The simplest of givens, like going to the kids for Yom Tov or moving into family become question marks
The air is fresher; there are few cars, just the occasional mask-wearing cyclist. But somewhere beneath the lull and the breeze lurks deep disquiet, painful news, the gasp of fear, the cry of lonely grief.
At 8 p.m., people step out, and from porches and doorsteps, a round of enthusiastic applause bounds into the spring sunset. It’s a new national institution, clapping for our medical staff at 8 p.m. on Thursdays, a heartfelt ripple of cheers, as if “Clap for Carers” can somehow not only convey gratitude to our dedicated medical staffers but also help protect them and us from the invisible, fearsome enemy.

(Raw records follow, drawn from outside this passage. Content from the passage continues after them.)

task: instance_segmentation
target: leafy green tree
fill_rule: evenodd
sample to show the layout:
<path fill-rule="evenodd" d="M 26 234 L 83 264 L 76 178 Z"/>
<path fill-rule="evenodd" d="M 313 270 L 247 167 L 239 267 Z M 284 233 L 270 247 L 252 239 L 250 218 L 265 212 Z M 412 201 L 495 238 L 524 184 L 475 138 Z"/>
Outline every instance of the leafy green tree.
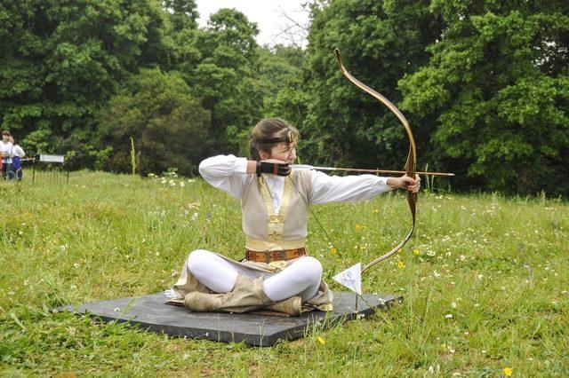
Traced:
<path fill-rule="evenodd" d="M 155 0 L 2 2 L 2 128 L 28 146 L 49 135 L 44 152 L 91 150 L 97 114 L 121 83 L 169 65 L 169 28 Z"/>
<path fill-rule="evenodd" d="M 174 31 L 197 28 L 197 5 L 196 0 L 164 0 L 163 6 L 170 13 Z"/>
<path fill-rule="evenodd" d="M 142 69 L 126 87 L 110 99 L 100 117 L 103 141 L 113 149 L 108 168 L 130 171 L 132 138 L 140 174 L 174 167 L 181 175 L 196 174 L 209 148 L 209 112 L 181 75 Z"/>
<path fill-rule="evenodd" d="M 442 29 L 429 3 L 332 0 L 312 6 L 304 75 L 311 99 L 302 125 L 303 137 L 308 137 L 303 156 L 348 166 L 404 164 L 408 148 L 405 130 L 387 107 L 342 77 L 333 51 L 339 47 L 355 76 L 397 104 L 402 99 L 397 82 L 428 62 L 425 46 Z M 410 121 L 421 147 L 420 161 L 429 162 L 432 127 Z"/>
<path fill-rule="evenodd" d="M 437 0 L 447 24 L 429 64 L 401 81 L 404 107 L 435 119 L 457 184 L 569 193 L 569 3 Z"/>
<path fill-rule="evenodd" d="M 257 26 L 234 9 L 210 17 L 208 28 L 196 33 L 192 64 L 180 64 L 182 73 L 203 106 L 211 112 L 210 154 L 237 153 L 242 134 L 261 115 L 262 93 L 254 76 L 258 61 Z M 194 50 L 195 48 L 195 50 Z"/>
<path fill-rule="evenodd" d="M 276 45 L 259 49 L 259 85 L 263 116 L 278 117 L 299 127 L 304 122 L 309 97 L 302 75 L 306 53 L 298 47 Z"/>

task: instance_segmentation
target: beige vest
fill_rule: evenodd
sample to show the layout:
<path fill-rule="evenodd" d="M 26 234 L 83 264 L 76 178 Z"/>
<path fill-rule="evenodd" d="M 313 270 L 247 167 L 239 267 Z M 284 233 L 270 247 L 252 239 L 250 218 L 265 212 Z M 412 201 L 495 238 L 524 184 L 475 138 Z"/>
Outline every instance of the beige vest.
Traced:
<path fill-rule="evenodd" d="M 281 206 L 275 214 L 265 179 L 251 175 L 241 200 L 245 248 L 272 251 L 305 247 L 310 189 L 310 171 L 293 170 L 284 177 Z"/>

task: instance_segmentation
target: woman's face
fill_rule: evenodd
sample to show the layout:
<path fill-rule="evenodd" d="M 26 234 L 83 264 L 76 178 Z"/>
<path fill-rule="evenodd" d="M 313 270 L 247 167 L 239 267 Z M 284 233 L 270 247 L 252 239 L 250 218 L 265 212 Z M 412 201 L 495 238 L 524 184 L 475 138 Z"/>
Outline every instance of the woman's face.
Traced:
<path fill-rule="evenodd" d="M 293 164 L 296 160 L 296 144 L 279 143 L 271 148 L 268 159 L 276 159 Z"/>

Inside, things are deceptive too. There’s the idyllic hominess of my children eating an unrushed hot breakfast, singing Adon Olam, brachos, and Shema together, then sharpening their pencils for lessons around the dining room table as if we’re on a lonely homestead somewhere in the American South.
Playing ball out in the garden during “recess” and doing art projects and cleanup time and going for family walks. An undercurrent stalks the adults, clipped texts pulling us into a whirlpool and a torrent of Tehillim for a patient whose every breath is snatched from suffocation.